### Breif Overview of Our Implementation of an Online Training Approach for Neural Networks 

#### Issues our implemtation hopes to address 
First, we note that it is well known that neural networks are a less than ideal tool for online machine learning problems. In particular, for the problems we are interested in, the following issues are particularly an issue for the problem we are looking at:

- Scaling of training time of neural networks as dimensionality of data increases (as number of parameters in NN increases since our NN must take a "n" dimensional input and output an "n" dimensional output)


- So called "catastrophic forgetting"/"catastrophic inference" is a generally encountered issue when training neural networks online. 
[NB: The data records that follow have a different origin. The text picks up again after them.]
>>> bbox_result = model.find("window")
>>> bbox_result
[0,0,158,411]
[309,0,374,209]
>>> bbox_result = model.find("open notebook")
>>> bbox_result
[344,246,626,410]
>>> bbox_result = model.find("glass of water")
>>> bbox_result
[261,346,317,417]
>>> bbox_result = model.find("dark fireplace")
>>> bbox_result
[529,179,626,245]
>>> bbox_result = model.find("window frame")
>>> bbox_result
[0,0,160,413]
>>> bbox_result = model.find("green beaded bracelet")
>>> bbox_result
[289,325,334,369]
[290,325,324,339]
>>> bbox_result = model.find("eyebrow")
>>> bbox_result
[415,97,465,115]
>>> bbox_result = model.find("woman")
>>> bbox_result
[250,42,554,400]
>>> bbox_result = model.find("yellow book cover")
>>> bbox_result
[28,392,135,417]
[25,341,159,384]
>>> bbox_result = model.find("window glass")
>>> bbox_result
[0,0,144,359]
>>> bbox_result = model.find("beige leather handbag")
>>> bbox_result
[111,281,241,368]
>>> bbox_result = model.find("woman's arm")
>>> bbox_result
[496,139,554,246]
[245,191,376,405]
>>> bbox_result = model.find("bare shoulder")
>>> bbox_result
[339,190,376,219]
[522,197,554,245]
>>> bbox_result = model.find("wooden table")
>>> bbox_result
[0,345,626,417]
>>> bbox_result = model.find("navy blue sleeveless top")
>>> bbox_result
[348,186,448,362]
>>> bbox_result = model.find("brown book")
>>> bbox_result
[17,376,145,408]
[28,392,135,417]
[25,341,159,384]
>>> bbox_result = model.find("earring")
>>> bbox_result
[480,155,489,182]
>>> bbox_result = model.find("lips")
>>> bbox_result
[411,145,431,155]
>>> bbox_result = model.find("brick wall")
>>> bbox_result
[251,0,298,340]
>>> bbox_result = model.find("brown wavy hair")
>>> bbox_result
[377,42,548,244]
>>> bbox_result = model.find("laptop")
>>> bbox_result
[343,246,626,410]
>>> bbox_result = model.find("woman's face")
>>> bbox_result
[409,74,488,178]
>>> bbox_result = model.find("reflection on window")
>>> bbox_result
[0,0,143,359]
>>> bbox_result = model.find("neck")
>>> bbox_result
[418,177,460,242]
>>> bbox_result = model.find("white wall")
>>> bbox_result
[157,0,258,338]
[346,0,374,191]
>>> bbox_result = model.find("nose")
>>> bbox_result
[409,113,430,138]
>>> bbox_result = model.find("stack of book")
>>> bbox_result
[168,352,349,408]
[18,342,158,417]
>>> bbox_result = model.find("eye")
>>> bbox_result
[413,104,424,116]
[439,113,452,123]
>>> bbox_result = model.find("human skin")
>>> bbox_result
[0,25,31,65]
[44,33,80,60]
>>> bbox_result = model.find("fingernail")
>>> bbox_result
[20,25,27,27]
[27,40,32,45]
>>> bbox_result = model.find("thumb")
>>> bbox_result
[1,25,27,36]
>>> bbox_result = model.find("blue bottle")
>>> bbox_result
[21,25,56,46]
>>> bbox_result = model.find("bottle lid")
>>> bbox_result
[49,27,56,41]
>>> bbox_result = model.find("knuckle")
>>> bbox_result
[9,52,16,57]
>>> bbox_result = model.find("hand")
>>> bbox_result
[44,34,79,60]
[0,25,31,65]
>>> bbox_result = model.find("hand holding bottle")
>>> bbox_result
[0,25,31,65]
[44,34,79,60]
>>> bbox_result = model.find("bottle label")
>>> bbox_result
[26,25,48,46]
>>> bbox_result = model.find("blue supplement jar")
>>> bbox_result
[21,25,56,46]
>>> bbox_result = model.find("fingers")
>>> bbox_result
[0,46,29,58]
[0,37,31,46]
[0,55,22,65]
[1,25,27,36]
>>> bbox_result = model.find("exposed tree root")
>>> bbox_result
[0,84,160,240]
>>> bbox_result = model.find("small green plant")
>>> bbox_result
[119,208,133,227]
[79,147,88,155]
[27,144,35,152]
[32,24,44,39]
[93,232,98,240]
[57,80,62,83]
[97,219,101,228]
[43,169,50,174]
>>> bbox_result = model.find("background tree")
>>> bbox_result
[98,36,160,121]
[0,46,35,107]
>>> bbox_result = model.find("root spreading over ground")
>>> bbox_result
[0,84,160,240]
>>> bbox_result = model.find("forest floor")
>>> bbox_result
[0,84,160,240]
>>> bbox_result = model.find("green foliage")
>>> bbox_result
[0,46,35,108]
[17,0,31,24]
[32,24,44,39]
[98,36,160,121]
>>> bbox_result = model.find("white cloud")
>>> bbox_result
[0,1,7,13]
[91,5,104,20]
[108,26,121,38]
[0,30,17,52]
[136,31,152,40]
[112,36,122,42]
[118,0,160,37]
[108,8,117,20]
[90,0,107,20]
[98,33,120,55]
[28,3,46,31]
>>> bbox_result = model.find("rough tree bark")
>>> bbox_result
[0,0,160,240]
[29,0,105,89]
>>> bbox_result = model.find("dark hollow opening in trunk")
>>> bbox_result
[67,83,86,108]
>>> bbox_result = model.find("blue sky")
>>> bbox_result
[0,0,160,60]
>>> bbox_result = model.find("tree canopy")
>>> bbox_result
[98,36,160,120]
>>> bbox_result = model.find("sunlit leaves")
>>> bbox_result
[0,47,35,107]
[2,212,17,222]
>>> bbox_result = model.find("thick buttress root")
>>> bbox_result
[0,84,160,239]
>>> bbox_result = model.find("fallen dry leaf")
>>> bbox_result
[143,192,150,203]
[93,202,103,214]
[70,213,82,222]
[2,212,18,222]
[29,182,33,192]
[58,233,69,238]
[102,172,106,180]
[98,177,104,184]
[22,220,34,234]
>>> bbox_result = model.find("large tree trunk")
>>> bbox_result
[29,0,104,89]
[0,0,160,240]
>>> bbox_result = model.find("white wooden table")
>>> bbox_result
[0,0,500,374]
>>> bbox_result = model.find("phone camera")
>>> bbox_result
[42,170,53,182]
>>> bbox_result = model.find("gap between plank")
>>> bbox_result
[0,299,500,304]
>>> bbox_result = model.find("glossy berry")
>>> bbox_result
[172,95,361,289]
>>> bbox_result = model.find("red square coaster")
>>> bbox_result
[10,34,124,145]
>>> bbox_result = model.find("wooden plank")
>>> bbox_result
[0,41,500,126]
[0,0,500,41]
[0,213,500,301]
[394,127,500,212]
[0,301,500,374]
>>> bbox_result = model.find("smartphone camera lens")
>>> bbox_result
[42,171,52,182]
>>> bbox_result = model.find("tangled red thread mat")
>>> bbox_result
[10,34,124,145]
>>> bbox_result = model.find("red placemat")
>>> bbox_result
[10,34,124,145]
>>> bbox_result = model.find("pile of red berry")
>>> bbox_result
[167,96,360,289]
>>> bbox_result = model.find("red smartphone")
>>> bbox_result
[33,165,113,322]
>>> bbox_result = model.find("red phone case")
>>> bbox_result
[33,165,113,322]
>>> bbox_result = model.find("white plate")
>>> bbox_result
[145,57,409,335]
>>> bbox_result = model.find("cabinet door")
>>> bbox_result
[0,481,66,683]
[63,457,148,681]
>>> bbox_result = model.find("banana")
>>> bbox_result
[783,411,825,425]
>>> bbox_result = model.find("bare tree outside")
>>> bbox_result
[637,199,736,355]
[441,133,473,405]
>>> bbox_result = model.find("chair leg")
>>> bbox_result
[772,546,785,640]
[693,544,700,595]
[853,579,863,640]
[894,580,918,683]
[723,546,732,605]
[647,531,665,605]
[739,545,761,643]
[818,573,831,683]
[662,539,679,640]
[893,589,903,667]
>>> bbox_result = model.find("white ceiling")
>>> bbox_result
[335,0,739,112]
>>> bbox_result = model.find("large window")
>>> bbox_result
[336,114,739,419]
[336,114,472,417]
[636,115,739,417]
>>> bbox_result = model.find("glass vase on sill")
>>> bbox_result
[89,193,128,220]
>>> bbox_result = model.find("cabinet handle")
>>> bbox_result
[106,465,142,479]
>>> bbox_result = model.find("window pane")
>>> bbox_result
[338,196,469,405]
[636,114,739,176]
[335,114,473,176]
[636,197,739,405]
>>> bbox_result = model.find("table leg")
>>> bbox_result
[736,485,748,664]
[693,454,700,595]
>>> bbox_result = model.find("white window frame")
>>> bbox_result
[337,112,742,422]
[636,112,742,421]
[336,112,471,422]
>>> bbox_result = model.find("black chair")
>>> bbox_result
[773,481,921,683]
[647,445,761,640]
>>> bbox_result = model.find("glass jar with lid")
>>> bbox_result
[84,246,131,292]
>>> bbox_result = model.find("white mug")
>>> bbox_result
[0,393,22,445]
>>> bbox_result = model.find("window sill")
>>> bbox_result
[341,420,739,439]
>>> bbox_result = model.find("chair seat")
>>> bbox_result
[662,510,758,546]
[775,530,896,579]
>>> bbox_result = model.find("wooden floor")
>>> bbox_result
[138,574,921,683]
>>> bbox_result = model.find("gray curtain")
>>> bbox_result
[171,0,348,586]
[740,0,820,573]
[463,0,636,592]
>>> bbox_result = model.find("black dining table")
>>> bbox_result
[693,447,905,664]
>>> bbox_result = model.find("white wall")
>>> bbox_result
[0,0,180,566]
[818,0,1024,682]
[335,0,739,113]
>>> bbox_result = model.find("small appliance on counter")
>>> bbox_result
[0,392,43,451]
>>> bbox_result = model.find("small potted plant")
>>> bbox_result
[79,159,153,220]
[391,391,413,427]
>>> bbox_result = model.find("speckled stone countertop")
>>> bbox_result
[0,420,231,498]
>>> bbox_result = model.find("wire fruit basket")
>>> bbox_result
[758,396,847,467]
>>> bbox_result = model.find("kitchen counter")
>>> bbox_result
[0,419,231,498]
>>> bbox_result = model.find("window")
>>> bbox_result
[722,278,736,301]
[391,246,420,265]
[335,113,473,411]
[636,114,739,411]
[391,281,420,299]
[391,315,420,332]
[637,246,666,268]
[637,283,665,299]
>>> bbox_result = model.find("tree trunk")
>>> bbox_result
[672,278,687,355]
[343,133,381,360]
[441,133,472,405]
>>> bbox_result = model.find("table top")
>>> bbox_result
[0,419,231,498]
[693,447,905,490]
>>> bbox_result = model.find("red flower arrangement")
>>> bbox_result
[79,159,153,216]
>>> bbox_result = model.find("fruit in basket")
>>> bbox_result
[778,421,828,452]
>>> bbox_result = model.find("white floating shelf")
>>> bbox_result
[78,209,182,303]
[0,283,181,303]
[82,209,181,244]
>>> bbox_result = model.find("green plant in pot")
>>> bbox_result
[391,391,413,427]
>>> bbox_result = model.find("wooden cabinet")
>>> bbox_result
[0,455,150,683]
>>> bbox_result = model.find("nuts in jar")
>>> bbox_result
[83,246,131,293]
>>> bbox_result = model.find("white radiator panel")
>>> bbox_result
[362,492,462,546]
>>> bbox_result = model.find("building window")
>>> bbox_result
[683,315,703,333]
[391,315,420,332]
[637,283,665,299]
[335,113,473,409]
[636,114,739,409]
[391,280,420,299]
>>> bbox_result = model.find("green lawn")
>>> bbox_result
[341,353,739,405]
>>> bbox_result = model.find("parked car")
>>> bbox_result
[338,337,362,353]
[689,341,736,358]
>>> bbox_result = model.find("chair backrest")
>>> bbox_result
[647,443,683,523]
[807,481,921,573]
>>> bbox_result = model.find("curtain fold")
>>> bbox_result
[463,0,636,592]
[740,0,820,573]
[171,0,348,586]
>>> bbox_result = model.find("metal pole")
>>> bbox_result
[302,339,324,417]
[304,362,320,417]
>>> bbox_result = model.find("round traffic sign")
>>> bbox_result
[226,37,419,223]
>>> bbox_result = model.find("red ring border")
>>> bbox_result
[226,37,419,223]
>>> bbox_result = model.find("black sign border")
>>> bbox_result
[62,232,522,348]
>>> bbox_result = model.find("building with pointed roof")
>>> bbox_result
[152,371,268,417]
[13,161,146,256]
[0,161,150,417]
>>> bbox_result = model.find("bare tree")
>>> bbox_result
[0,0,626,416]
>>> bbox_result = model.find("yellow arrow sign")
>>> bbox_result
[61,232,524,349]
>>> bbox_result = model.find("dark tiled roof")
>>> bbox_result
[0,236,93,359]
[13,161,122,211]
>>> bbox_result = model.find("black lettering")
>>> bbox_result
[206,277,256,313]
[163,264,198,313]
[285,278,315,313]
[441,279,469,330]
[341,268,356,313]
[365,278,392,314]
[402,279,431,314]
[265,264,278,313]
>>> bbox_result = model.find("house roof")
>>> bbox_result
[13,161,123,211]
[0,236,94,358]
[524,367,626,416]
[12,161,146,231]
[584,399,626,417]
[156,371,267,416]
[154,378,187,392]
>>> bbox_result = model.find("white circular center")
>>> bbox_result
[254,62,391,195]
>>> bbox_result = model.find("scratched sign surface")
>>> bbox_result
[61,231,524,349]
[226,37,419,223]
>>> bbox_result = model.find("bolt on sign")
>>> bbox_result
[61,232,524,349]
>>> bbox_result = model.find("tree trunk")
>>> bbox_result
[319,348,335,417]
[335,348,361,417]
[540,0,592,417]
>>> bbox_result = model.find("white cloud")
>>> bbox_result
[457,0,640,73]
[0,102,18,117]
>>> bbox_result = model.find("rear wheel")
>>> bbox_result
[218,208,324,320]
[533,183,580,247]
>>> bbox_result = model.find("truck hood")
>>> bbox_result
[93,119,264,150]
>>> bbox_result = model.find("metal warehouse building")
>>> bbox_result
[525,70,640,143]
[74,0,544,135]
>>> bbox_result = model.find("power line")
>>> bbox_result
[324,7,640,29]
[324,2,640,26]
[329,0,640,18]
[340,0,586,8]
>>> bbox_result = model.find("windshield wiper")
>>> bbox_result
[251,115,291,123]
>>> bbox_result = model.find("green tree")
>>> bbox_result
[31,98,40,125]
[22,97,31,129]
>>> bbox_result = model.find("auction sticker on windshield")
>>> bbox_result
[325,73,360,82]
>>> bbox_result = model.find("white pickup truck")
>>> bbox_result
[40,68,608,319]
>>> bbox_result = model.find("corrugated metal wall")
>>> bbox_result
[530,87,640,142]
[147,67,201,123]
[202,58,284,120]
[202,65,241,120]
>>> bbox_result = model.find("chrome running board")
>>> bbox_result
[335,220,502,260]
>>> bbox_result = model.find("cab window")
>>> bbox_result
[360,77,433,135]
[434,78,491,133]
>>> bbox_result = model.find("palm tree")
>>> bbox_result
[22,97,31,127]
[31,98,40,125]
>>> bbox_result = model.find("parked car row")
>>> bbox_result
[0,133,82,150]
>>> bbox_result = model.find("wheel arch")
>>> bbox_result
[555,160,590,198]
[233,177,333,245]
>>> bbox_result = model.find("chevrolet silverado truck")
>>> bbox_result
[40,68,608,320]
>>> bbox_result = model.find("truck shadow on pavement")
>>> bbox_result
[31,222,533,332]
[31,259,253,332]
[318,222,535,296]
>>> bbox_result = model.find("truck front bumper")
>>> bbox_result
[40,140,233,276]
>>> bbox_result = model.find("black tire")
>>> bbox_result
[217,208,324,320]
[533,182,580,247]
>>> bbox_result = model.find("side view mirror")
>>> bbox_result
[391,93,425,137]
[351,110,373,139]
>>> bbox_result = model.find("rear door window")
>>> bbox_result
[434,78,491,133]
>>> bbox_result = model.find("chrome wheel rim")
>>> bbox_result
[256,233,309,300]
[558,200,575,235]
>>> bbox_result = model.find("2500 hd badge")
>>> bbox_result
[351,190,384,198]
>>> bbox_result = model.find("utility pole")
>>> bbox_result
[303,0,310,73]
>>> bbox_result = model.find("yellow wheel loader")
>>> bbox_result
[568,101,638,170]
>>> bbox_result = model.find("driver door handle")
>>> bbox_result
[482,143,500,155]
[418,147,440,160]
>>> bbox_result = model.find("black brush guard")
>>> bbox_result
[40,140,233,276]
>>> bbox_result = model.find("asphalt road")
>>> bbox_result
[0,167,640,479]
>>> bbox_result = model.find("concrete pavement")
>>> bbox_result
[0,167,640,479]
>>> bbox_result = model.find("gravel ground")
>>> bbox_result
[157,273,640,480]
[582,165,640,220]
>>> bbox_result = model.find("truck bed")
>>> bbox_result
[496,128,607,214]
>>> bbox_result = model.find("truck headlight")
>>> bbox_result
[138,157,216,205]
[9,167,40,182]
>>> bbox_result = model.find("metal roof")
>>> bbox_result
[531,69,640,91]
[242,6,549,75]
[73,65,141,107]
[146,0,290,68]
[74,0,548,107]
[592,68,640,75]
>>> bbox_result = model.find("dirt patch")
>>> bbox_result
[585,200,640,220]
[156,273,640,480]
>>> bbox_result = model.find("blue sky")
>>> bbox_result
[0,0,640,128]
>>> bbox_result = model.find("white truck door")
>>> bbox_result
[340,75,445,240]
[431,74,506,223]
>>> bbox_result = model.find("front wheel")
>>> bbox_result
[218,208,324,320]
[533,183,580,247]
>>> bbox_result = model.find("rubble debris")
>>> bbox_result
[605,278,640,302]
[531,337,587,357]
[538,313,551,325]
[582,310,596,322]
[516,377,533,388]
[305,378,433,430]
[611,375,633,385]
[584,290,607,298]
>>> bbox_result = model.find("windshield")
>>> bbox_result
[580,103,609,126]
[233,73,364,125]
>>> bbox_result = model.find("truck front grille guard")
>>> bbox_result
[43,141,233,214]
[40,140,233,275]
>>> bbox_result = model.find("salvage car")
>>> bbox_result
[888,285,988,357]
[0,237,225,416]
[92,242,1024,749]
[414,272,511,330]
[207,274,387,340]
#### Breif description on how these issues are addressed in our implementation

Primary approaches to reduce training times used are:

- Optimize network size. For a given problem $Ax=b$, we know the solution $x$ provided $b$ can be obtained from the inverse operator(assuming it exists) $A^{-1}$ as $x=A^{-1}b$. Then, we know that our neural network that takes a $b$ and gives as a sufficiently "close" solution guess $x$ can be effectively represented as an operator with $O(n^2)$ weights (Note: we can think of matrix multiplication as a convolution operation  with stride 1, Kernel size $n$, and $n$ channels acting on an input of length $n$. In other words we take an inner product with $n$ unknown weights and the input vector of length $n$ an $n$ number of times). It was found through experimentation that using far more(or less) weights than something of order $n^2$ took longer to train. Thus, an optimal neural network to use that is not "too big" or "too small" is something that has $O(n^2)$ weights. We then set up something that more or less mimics the known "true solution" structure of matrix multilication with some neutal network "depth". Fortuitously, this involves using a large channel dimension, which is the dimension over which pytorch parallizes computations over.  


        constructor: 
                device = torch.device("cuda:0" if torch.cuda.is_available() else "cpu")
                self.Conv1   = torch.nn.Conv1d(1,int(H),D_in, stride=1, padding=0, dilation=1, groups=1, 
                    bias=False,padding_mode='zeros').to(device)
                self.Conv2   = torch.nn.Conv1d(int(H),D_out,1, stride=1, padding=0, dilation=1, groups=1, 
                    bias=False,padding_mode='zeros').to(device)
                self.relu   = torch.nn.LeakyReLU().to(device)
                
        forward:
                Current_batchsize=int(x.shape[0])  # N in pytorch docs
                device = torch.device("cuda:0" if torch.cuda.is_available() else "cpu")
                x2=x.unsqueeze(1)  # Add channel dimension (C) to input 
                ConvOut1=self.relu(self.Conv1(x2.to(device)))
                ConvOut2=self.Conv2(ConvOut1) 
                y_pred = ConvOut2.view(Current_batchsize, -1)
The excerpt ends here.